“Food is not rational. Food is culture, habit, craving and identity.”
Jonathan Safran Foer
A Twist on the Lebanese Classic, Lentil Soup with Kefta
When I was a kid there were certain things which were never served for dinner; liver and onions and meatloaf were at the very top of that list. The reason? My father HATED them! Okay, but here’s the twist… Lebanese chicken livers (and no, strictly speaking the chickens do NOT have to be Lebanese) done up with some garlic, onion and a whole whack of lemon was ALWAYS one of my Dad’s favourite hors d’ oeuvre and kefta is just Lebanese meatloaf and he just loved it. A rose by any other name I suppose! I wonder if that’s why sweetbreads are so named?
As always here on Be Still & Eat I try to provide not only healthful (well, usually) recipes but also ones that are approachable, relatable and re-creatable. This recipe for Kefta meets all those criteria, and it’s YUM! You can be assured of this fact because if it was Richard D. Kalil (aka my Dad!) approved then it is guaranteed to be DE-LISH!
As usual I’m making a few changes to the recipe I was served as a kid in order to try to remove some of the questionable ingredients (crumbled crackers? ACK) which of course, were used to stretch a pound of lamb or beef, so please feel free to add them back in should you need to. Just remember that those crackers or bread crumbs will leech some of the flavour so adjust your seasonings accordingly. My trick for knowing when you have exactly the right amount if you’re winging it is to use your sniffer… you should be able to really smell the spices in the meat for truly flavourful dishes.
I’ve also changed the presentation from traditional meatloaf style to meatballs and tossed them into a soup, ‘cuz, well, I felt like it! And I’ve already got a fabulous meatloaf recipe on Be Still & Eat.

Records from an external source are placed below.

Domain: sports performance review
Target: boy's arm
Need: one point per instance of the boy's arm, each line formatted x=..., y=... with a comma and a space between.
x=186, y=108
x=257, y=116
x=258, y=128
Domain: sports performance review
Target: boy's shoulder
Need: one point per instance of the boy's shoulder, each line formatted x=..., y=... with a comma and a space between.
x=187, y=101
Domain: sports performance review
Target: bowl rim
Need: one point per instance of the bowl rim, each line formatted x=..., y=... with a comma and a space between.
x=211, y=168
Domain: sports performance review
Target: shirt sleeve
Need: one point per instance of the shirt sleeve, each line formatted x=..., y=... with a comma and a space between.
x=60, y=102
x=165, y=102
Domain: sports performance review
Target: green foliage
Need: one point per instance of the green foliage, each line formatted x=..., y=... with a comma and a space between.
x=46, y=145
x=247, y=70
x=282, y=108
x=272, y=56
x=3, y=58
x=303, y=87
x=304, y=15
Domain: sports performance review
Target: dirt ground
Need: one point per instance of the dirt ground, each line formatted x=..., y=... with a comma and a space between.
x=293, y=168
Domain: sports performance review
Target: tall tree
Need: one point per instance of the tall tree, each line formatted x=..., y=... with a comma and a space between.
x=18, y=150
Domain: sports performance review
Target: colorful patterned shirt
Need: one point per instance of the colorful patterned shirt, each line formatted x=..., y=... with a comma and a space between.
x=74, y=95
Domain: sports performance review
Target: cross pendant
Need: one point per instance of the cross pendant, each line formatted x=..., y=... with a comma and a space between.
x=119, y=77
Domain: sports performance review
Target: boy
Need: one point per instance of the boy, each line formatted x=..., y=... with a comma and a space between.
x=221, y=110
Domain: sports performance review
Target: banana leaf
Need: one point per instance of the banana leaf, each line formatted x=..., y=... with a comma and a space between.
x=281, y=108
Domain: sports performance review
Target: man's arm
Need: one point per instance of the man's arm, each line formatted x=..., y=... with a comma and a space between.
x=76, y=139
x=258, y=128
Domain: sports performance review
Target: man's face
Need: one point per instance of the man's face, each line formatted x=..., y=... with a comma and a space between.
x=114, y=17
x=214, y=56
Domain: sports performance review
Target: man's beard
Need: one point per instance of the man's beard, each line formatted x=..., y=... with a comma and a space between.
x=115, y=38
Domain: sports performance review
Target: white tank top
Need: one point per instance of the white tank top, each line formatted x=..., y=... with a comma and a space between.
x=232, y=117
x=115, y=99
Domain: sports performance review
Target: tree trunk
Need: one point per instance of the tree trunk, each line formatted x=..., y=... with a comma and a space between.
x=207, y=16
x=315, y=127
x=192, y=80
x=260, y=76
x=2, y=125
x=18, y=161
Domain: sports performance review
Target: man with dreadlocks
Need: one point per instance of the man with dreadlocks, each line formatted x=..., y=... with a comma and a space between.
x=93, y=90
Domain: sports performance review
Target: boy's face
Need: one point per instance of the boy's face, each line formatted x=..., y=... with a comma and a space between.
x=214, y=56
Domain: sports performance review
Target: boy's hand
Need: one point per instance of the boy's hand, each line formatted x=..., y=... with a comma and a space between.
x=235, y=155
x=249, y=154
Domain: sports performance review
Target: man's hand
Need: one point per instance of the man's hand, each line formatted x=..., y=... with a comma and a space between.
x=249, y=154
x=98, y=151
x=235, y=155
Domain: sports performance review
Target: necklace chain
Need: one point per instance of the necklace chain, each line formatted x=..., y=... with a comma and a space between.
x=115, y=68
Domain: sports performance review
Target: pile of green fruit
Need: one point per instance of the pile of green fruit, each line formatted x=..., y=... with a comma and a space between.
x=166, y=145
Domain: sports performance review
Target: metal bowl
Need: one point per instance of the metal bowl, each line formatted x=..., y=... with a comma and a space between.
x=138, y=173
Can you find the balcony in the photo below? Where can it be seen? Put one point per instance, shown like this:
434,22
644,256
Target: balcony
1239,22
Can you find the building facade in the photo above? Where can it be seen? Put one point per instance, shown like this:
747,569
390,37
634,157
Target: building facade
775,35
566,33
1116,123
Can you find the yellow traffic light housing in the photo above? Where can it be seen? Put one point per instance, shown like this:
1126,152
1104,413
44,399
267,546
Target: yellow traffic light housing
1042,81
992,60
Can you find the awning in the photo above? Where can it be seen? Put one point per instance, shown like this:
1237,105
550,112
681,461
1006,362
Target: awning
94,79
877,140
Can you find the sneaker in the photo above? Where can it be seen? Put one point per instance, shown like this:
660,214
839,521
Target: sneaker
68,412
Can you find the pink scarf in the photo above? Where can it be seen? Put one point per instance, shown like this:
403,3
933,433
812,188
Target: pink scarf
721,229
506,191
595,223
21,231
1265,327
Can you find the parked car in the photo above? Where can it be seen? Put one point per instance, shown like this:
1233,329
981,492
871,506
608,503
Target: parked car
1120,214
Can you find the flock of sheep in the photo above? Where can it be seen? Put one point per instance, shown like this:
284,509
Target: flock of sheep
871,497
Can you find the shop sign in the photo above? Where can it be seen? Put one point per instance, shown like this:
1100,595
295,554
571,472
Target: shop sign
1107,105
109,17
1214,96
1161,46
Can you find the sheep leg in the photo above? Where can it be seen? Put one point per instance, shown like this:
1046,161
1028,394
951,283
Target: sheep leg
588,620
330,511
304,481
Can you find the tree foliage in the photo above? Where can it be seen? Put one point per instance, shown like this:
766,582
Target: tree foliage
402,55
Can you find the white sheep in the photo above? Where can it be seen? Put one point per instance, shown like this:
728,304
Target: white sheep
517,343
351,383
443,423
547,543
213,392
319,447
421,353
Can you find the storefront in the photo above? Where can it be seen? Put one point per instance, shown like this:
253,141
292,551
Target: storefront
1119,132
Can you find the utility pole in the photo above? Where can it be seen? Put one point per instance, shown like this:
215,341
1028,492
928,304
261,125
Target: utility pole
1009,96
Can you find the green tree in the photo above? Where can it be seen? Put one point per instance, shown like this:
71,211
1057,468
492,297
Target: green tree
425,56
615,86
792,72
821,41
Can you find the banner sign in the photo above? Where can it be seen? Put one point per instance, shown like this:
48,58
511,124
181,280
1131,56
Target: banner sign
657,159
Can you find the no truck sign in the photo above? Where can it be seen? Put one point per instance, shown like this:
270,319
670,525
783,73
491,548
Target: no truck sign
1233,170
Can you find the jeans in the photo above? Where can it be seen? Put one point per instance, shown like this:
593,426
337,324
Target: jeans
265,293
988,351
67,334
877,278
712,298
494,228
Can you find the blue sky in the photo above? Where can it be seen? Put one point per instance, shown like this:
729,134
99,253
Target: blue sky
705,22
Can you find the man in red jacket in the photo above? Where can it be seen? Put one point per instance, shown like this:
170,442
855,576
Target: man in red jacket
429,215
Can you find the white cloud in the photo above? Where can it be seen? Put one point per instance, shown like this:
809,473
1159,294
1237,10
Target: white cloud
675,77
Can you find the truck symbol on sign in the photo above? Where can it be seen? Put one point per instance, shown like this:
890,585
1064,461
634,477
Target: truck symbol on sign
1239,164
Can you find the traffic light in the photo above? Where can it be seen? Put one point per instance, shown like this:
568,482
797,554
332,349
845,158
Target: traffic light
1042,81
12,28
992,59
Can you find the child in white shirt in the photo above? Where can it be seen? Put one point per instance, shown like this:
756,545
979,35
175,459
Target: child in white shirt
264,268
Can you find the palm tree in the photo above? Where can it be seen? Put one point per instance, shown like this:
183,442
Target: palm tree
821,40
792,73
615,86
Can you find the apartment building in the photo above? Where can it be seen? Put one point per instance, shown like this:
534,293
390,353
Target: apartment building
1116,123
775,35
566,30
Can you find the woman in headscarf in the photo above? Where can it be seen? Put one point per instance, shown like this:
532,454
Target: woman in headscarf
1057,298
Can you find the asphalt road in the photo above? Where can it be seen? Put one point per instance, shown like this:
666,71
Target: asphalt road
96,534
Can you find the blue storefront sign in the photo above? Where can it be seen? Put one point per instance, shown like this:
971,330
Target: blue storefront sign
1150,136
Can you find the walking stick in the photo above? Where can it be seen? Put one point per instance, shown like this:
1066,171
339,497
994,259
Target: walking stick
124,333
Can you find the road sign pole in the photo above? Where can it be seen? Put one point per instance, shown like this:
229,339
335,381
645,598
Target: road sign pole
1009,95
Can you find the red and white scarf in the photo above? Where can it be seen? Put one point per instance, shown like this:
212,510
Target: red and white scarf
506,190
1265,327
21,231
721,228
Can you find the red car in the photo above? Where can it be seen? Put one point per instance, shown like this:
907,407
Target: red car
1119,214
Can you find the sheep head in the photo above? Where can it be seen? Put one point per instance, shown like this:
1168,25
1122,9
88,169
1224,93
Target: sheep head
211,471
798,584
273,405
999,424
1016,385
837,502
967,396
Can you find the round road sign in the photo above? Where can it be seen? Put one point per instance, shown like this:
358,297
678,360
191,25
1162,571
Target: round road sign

And yes, I do realize I’m inundating you with soup recipes over the past few weeks, but it’s January and I always seem to crave soups in January. I’d like to say that this will be the last one, and it probably will be for awhile, but I must admit that after a conversation about the spice markets in Istambul I was far too tempted to try a Turkish soup which is burbling away on the back of the stove as I type this! 🙂
While devising the recipe for this luscious, silky soup I had planned on using the lamb stock in my freezer from a recent roast leg of lamb, but it was frozen around the bars on the freezer drawer and I honestly did not see a good outcome from my trying to pry it off. Chicken stock is quite lovely, but hey if you haven’t managed to freeze your lamb stock in place for all of eternity, then by all means use it instead!
Enjoy & Namaste!
- FOR THE MEATBALLS:
- 1 lb ground lamb
- 1 lb ground veal (beef will do although I like the subtlety of veal with this dish)
- 4 generous tsp of Syrian Spice
- FOR THE SOUP:
- Olive oil for the pan
- 1 large
- 2 large cloves garlic, minced
- 1 generous TBSP tomato paste
- 1 bay leaf
- 4 cups chicken broth
- 1 - 540 ml (19 oz) tin lentils
- 1 generous handful swiss chard (or other hardy leafy green) roughly chopped
- Combine all the ingredients for meatballs, mixing gently with your hands being careful not to overmix which will create tough meatballs. Set aside.
- Heat oil in a large
heavy bottomedsoup pot over medium high heat
- Add onions, stirring often until they start to become translucent.
- Lower heat to medium and add garlic, stirring constantly for about 2 mins to avoid burning the garlic.
- Add tomato paste and stir to lightly brown the paste before adding chicken broth.
- Add bay leaf, chicken broth and lentils, stirring to combine.
- Bring broth to a gentle simmer.
- Slowly introduce meatballs a few at a time.
- Cover and simmer until meatballs are cooked through, about 30 minutes but time will depend on how large you make the meatballs. I chose to roll about 16 from 2 lbs of meat
- Add swiss chard toward end of cooking time allowing about 5 minutes or so to wilt.